Clinical significance of high expression of stanniocalcin-2 in hepatocellular carcinoma

Yuan Wang 1,4,*, Jian Wu 2,*, Jiangyan Xu 3, Shengyou Lin 4,
PMCID: PMC6487261  PMID: 30962272

Abstract

To investigate the significance of stanniocalcin-2 (STC2) expression in hepatocellular carcinoma (HCC) tissues and adjacent tissues. Levels of STC2 in HCC tissue were detected in 200 HCC patients tissues and adjacent tissues as controls by immunohistochemistry technique (IHC) and reverse transcriptase-PCR (RT-PCR). Single factor analysis was used to study the relationship between expression of STC2 mRNA and protein and clinicopathological features of HCC. Multifactor Cox survival analysis was used to relationship between the expression of STC2 and overall survival of postoperative patients with HCC. IHC staining showed that the expression of STC2 protein rate was 81.00% (163/200). And the positive rate of adjacent tissues was 29.00% (58/200). Western blot showed that the expression of STC2 protein in HCC was significantly higher than that in the adjacent tissues (P<0.05). RT-PCR showed that the positive rates of STC2 mRNA expression in HCC were 75.50% (151/200), which was significantly higher than that in adjacent tissues 14.50% (29/200) (P<0.05). Both STC2 mRNA and protein expression are related to tumor diameter, stage, tumor metastasis, carcinoma emboli in the portal vein and the degree of tumor differentiation in HCC. The HCC patients with higher expression of STC2 had shorter median survival time. STC2 expression, tumor diameter, carcinoma emboli in the portal vein, tumor differentiation degree, and tumor stage were independent factors affecting the overall survival of postoperative patients. The high expression of STC2 mRNA and protein expression in HCC may be associated with the occurrence, development, and prognosis of HCC. STC2 may also be possible to help developing new therapeutic strategies for HCC.

Keywords: hepatocellular carcinoma, prognosis, Stanniocalcin-2, therapeutic strategies

Introduction

Primary liver cancer is one of the most common malignant tumors [1,2]. Over 90% of primary liver cancer is hepatocellular carcinoma (HCC). HCC is one of the most common malignant tumors in China. The incidence and mortality of HCC are high [3,4]. There are more than 500,000 new patients with HCC in the world every year, while more than half of them occur in China.
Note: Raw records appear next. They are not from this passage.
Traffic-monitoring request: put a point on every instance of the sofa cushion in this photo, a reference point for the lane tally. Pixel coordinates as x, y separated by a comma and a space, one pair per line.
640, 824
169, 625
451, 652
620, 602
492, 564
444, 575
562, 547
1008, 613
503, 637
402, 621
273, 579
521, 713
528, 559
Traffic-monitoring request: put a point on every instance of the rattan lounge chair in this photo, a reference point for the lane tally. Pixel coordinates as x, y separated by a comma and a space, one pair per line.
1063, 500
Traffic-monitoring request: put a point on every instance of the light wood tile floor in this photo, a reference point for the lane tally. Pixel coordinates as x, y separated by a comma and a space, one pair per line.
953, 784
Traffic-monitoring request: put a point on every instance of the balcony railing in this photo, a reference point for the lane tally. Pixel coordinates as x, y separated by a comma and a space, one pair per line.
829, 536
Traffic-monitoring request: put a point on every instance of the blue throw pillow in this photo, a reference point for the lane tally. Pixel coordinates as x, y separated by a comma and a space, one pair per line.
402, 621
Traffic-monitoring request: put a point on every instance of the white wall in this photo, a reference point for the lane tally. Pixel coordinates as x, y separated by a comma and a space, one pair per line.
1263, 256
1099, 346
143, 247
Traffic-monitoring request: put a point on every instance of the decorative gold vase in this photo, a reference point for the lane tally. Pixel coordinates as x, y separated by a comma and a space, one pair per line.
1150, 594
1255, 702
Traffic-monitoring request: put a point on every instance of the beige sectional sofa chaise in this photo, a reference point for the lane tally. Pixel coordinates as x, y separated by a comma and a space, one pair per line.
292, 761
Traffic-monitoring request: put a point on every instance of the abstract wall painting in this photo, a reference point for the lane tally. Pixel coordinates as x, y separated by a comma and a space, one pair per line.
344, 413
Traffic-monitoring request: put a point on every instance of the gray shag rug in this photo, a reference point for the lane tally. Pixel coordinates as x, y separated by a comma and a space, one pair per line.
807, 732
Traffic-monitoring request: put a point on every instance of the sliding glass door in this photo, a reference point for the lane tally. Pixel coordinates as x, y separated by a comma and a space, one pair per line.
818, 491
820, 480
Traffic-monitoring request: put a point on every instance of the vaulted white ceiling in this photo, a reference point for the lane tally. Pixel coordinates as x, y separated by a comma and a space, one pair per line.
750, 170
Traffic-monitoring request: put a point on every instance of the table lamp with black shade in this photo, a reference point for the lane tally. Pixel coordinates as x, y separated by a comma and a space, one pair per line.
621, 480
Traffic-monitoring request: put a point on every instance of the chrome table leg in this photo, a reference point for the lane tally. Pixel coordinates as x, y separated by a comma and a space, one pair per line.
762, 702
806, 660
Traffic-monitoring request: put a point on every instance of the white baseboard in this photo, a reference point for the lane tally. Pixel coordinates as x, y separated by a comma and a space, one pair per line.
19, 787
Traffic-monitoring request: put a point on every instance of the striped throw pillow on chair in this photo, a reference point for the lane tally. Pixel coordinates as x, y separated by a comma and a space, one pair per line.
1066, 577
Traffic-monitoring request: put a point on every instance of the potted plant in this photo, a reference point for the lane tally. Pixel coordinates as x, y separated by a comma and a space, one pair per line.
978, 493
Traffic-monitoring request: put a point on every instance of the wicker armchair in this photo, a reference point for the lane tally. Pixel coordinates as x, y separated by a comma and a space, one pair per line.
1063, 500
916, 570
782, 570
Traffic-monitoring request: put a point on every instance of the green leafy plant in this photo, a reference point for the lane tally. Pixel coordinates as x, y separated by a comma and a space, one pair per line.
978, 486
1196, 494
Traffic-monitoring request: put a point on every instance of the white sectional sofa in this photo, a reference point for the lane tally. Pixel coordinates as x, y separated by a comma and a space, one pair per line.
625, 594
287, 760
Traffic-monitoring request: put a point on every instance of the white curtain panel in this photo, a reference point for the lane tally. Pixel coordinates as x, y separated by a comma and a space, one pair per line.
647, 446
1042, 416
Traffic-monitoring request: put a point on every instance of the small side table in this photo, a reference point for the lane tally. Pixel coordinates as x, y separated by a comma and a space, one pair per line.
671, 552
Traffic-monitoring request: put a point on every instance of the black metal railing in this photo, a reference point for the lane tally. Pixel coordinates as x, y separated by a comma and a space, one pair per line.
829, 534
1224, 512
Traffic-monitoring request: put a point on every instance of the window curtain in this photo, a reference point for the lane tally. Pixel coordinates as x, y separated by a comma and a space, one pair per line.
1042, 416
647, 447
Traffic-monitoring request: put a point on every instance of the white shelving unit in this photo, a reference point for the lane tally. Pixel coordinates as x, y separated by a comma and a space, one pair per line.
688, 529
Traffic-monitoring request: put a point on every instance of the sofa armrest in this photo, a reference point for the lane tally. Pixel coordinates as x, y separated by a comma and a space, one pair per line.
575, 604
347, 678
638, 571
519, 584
In recent years, the molecular mechanism of cancer has been a hot topic [5,6]. Stanniocalcin-2 (STC2), a human glycoprotein hormone, was first found in the STC bodies of bony fish by Stannius in 1839 [7]. STC2 protein is composed of cysteine, histidine, and many amino acid residues. Its main function is to regulate paracrine and autocrine of various organisms [8,9]. Many studies have shown that STC2 plays an important role in the regulation of colorectal cancer, nasopharyngeal cancer, ovarian cancer, and other solid tumors, such as accelerating the invasion and metastasis of tumor cells, inhibiting cell apoptosis, and so on [10–12]. However, the expression of STC2 in HCC is not clear. Therefore, to clarify the relationship between STC2 and the occurrence and development of HCC can provide ideas for the later diagnosis, treatment, and prevention of HCC.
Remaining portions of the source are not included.